Verified Confirmed data at time of writing.
Inferred Conclusions from documented mechanisms and prior analogues.
Inferred, low confidence Where the link is genuinely weak, stated explicitly.
Scenario The logical consequence of the structure if the inferred relationships hold.
This brief is about food and freight, and the reserves that stand between a weather event and a price shock. Grain in store, fertiliser pre-bought, water in a canal.
A reserve does two things. It redistributes a shock: the actor with full stores is spared, the one without takes the loss undiluted. And it defers a shock: it moves the pain later in time without cancelling it.
A developing El Niño, with above 90% probability of strengthening to strong or very strong by late 2026, is approaching a global food and freight system that has already spent five months absorbing a fertiliser and energy shock through a contested Strait of Hormuz. The buffers that held that first shock are thinner now than they were in February. The second shock has not yet arrived.
El Niño is not one-directional. It stresses Asia and the Maritime Continent, but the same pattern decides the South American crop the rest of the world is counting on to absorb that stress. South America is the valve between a regional shock and a global one.
The question this brief answers is not whether El Niño will be severe. It is whether the reserves will have refilled before it bites. That question can be partially answered today, because reserve levels are present-tense facts, not forecasts.
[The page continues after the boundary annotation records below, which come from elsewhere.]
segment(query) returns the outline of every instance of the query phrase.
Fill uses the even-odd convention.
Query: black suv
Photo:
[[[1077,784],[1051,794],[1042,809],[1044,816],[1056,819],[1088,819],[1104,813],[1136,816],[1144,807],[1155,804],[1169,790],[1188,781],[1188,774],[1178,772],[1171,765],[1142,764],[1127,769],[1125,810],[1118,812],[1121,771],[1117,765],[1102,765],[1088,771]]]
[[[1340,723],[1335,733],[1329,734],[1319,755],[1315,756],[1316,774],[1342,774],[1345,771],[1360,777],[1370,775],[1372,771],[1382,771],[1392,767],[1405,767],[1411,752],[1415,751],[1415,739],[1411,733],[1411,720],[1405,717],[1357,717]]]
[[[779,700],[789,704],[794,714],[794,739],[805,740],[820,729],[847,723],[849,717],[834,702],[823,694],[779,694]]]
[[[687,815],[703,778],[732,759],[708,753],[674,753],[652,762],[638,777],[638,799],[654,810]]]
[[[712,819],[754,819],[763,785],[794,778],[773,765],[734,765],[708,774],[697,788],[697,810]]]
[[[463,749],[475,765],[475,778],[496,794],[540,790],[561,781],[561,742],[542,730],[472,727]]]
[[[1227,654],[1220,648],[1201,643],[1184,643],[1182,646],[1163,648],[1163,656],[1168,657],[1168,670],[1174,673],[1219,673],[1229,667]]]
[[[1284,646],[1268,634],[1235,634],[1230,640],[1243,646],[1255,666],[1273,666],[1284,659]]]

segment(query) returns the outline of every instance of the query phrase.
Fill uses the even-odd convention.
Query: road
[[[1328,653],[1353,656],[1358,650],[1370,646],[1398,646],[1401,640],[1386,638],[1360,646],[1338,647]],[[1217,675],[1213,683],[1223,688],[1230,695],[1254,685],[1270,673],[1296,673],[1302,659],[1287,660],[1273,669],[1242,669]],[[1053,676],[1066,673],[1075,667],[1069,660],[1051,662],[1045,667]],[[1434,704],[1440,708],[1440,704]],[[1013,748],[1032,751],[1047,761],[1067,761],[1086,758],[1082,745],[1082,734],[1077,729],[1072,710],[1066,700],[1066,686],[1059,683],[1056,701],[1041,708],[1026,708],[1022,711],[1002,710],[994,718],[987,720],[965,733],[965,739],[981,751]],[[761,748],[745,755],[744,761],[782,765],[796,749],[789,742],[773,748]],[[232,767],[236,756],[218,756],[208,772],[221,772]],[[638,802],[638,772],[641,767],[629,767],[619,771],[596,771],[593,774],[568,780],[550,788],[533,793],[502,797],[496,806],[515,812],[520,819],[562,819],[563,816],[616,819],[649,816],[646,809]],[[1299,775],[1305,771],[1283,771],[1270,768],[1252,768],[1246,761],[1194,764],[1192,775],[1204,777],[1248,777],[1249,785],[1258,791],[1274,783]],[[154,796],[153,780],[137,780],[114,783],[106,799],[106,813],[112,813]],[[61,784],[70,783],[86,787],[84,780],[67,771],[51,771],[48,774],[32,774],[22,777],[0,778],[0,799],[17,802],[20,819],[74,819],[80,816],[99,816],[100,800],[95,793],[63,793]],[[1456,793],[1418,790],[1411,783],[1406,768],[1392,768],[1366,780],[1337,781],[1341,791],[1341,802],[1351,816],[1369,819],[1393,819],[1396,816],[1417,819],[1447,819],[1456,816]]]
The forward curves have not yet priced a strong El Niño. Palm, robusta and fertiliser still trade on a neutral assumption, and South America is not yet priced as the offset valve either. That gap closes when the August monsoon revision and the September fertiliser print confirm the damage.
WHAT WAVE ONE CONSUMED
Verified Since February 2026, the Gulf has supplied roughly a third of internationally traded fertiliser through a contested strait. Qatar suspended urea, ammonia and sulfur output. Iran halted ammonia production. Urea (Middle East FOB granular benchmark) broke above $850 per tonne in April, up 80% since February. Gas accounts for 80-90% of ammonia production cost. The energy shock and the fertiliser shock are the same shock with a lag. IFPRI’s 21 May 2026 update models fertiliser trade returning to roughly 50% of normal by August 2026, 75% by early 2027. Full normalisation is a 2027 story on the optimistic path.
The fertiliser that growers need for the next planting cycle is being priced and sourced now, against a supply system that is still short. The input damage to this cycle is already banked. Whether the strait reopens next week does not change what was planted, or not planted, in the last three months.
TRANSMISSION
These are sequence and lag, not calendar. The order is the claim; the week counts are nominal.
Weeks 1-4: Power and gas (fast, noisy, weakest attribution)
Inferred, low confidence Australia enters winter under a developing El Niño. Settled high-pressure regime suppresses wind and hydro. Thermal load rises from both ends: less generation, more cooling demand. The marginal gas unit clears the price. The signal is real. The attribution to El Niño specifically is the weakest leg here, and should not be traded as confirmation.
Weeks 2-8: Forward markets price the agriculture legs
Inferred Palm oil and robusta coffee futures begin moving before yield data confirms anything. Traders are pricing the Maritime Continent drought probability, not the outcome. This is the window for positioning: after the signal is visible, before the physical impact arrives. Malaysian fresh fruit bunch output is already down year-on-year on the latest monthly read. The forward curve is not yet reflecting a strong El Niño. That gap is the opportunity.